Thursday, September 26, 2013

John 4:13

Jesus responds in kind.  “Whoever drinks the water from this well,” he says, “in time will be thirsty again.” John 4:13 EFP

Jesus could have responded in any number of ways.  He could have addressed the whole Jew-Samaritan estrangement issue.  He could have listed the myriad of ways he is able to access water; or how, for that matter, he invented it!  He could even have discussed the merits of Jacob compared to his own divine credentials.  Any of these could have made for some stimulating conversation.

But Jesus had not come for some interesting afternoon chit-chat by Father Jacob’s well.  He had come to this place, at this specific time, to introduce hope back into the life a woman who had given up on it.  She is just going through the motions; alive, but not really.  So he cuts to the chase again and states a truth that even she can’t argue with.  It doesn’t matter if Moses himself had dug the well and blessed the water, the results are the same: drink and get thirsty again.  The fact that it was Jacob—Israel himself who provided this water source, does not change anything.  8-14 days seems to be the length of time a person can live without water. So you have to keep drinking more and more and more and more.

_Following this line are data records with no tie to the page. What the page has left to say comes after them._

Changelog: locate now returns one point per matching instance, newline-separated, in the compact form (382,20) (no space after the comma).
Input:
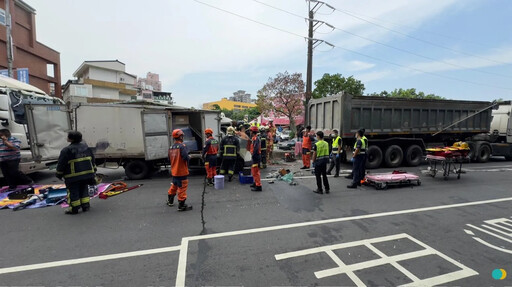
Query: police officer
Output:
(76,165)
(264,143)
(229,148)
(358,159)
(335,154)
(210,150)
(307,142)
(255,149)
(178,156)
(320,160)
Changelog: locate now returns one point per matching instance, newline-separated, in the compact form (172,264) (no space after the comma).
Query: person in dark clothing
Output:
(320,160)
(358,159)
(229,149)
(10,157)
(76,165)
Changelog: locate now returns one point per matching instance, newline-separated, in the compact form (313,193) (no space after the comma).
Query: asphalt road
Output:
(449,232)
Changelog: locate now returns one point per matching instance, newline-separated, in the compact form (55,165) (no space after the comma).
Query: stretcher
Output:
(395,178)
(446,165)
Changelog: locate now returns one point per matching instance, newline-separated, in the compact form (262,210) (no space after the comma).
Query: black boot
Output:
(170,200)
(86,207)
(182,206)
(72,210)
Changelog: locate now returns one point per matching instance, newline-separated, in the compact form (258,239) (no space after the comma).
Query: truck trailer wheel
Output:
(484,153)
(373,157)
(394,156)
(413,155)
(136,169)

It’s not the substance, but the Source that makes the difference.  As long as the source is human, tangible, material, earth-bound, the end is similar: it does not endure.  Water is a good thing.  Jacob is a legend.  Moses, Abraham, David, go down the list, all A-list type people.  They are all good men—fallible, but good men.  But just as they faced their mortality, so everyone and anything that comes from them will also face a similar fate.  It’s inescapable.  It’s inevitable. It’s unavoidable.  Whatever you attain or gain from any human source will fall short of satisfying permanently.  There is a shelf life on most everything humanity values under the sun.  There is no answer to that.  All I can do now is what the woman of Samaria did—she kept her silence and listened.  I do well to do likewise.